Culling causes a lack of coverage in the Ray Tracing Scene and is best paired with the Far Field to provide traces for distant geometry.
Mesh components tagged with a Ray Tracing Group Id greater than 0 can be culled as an aggregate using r.RayTracing.Culling.UserGroupIds 1
. This method can be useful if your scene is built out of many disparate parts, but you'd like to cull them as a single object.
Ray Traversal Cost
Ray queries are spawned by features which use Hardware Ray Tracing, such as Ray Tracing Shadows, Lumen Global Illumination, and Lumen Reflections. GPUs solve these Ray queries with dedicated hardware that traverses the acceleration structures to find a hit.

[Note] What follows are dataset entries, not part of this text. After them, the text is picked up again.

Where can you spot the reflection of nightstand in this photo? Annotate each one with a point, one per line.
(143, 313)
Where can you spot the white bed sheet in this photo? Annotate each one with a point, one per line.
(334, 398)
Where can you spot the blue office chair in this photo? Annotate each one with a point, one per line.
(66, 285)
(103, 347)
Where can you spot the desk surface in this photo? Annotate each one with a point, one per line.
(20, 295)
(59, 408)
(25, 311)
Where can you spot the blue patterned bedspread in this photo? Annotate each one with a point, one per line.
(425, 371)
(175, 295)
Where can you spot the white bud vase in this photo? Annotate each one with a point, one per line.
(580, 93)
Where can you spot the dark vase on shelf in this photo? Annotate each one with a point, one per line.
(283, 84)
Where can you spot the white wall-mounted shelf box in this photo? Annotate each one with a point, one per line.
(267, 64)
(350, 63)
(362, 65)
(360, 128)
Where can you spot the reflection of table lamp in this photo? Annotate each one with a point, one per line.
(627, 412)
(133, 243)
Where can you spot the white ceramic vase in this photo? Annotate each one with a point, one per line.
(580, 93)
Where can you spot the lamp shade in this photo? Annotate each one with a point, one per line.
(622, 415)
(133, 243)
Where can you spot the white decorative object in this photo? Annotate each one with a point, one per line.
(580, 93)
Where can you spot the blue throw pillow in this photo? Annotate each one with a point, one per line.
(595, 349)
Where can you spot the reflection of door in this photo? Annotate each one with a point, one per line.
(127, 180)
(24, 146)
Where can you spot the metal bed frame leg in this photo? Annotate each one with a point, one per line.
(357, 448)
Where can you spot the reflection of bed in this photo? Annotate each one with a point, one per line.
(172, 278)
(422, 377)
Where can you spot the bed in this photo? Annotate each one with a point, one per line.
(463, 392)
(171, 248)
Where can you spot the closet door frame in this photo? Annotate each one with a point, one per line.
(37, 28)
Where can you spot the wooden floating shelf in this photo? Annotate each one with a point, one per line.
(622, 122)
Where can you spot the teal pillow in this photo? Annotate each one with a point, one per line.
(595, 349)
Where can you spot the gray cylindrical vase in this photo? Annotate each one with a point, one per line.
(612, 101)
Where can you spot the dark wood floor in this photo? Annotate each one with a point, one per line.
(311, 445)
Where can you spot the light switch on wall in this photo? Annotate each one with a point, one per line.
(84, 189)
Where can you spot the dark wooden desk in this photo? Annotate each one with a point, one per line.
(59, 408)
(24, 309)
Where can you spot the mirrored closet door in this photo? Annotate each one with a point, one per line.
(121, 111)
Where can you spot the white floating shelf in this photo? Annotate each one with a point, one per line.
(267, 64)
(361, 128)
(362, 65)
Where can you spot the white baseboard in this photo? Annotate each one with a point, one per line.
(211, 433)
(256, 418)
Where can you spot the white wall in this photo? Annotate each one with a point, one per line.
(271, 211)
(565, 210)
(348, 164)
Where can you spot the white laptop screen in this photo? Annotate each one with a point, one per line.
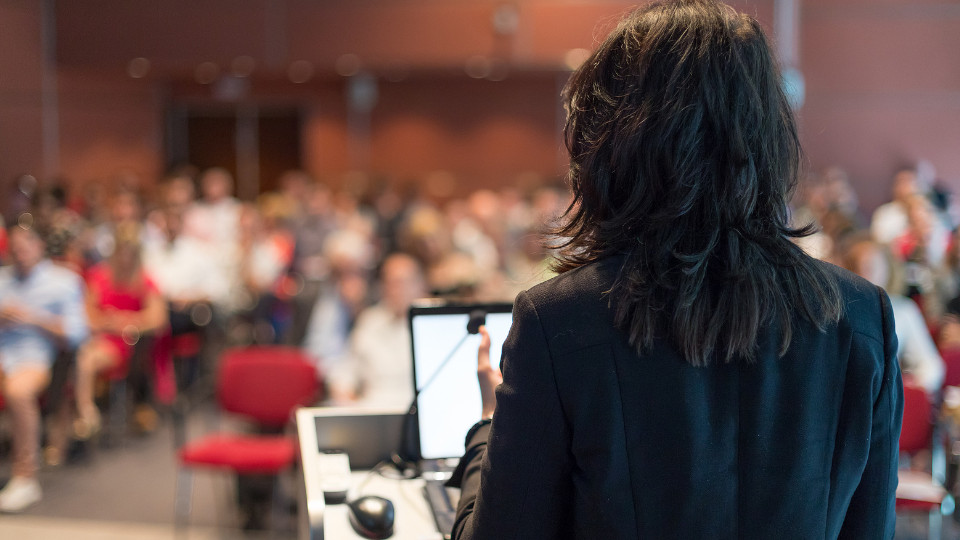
(450, 402)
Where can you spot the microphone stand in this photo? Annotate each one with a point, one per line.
(405, 458)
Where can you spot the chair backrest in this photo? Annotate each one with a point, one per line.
(951, 361)
(917, 431)
(266, 383)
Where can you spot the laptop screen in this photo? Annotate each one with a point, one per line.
(449, 400)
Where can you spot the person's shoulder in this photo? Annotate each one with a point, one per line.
(862, 301)
(56, 275)
(583, 284)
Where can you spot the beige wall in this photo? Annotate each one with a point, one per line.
(21, 68)
(109, 126)
(883, 84)
(883, 89)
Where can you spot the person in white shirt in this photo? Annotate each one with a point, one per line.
(215, 222)
(378, 369)
(919, 357)
(890, 220)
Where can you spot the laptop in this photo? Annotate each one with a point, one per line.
(369, 436)
(447, 400)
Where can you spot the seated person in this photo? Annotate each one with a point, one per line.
(123, 304)
(915, 348)
(41, 311)
(378, 369)
(186, 277)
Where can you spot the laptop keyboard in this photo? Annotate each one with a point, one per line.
(442, 507)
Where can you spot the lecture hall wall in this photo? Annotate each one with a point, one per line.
(882, 84)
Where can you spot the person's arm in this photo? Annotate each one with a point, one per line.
(516, 482)
(871, 513)
(153, 315)
(69, 325)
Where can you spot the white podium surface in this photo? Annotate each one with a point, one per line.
(320, 521)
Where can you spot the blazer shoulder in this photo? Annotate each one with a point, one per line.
(584, 285)
(574, 308)
(864, 304)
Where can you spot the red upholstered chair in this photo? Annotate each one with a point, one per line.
(919, 490)
(951, 361)
(265, 385)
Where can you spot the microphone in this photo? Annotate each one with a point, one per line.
(478, 318)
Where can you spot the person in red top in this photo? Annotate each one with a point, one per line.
(122, 304)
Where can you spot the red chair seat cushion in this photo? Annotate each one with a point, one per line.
(243, 454)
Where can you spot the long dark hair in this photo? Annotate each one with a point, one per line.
(683, 155)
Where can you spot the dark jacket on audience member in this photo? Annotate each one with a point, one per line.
(592, 440)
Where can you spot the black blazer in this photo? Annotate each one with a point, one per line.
(590, 440)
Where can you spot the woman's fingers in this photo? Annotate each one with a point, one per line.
(488, 376)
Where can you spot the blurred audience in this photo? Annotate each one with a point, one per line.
(123, 306)
(918, 355)
(378, 369)
(41, 313)
(297, 267)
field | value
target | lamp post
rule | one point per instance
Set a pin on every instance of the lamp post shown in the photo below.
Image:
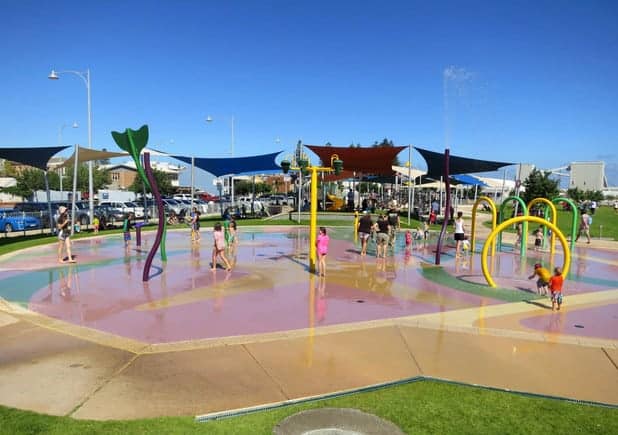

An example of ray traversal costs in the Profile GPU log output would be:
2.36ms LumenReflections 1 draw 1 prims 0 verts 13 dispatches
4.1% 0.67ms ReflectionHardwareRayTracing [default]
The cost of ray traversal is proportional to the number of Ray queries issued by the lighting feature, and the amount of mesh overlap in the scene.
When meshes overlap, the ray must traverse them all independently to find the closest hit, because Ray Tracing uses a two-level acceleration structure. The mesh overlap can cause extremely slow ray traversal in scenes built by piecing different assets together as needed (also called kitbashing).
In order for scenes to be compatible with Hardware Ray Tracing, mesh overlap must be kept to a minimum.
There are other common causes of high ray traversal costs, the first being skyboxes — they overlap the entire scene and must be traversed by every ray, even if they are not hit. Another is grass — it has large bounds and high geometry complexity.
In these cases (or any others that are similar), you can choose to have those ray tracing tracing skip those meshes. Select the Actors in the world and use their Details panel to disable Visible in Ray Tracing.
Ray Traversal Debug Visualization Modes
The following debug modes are currently only available on console platforms.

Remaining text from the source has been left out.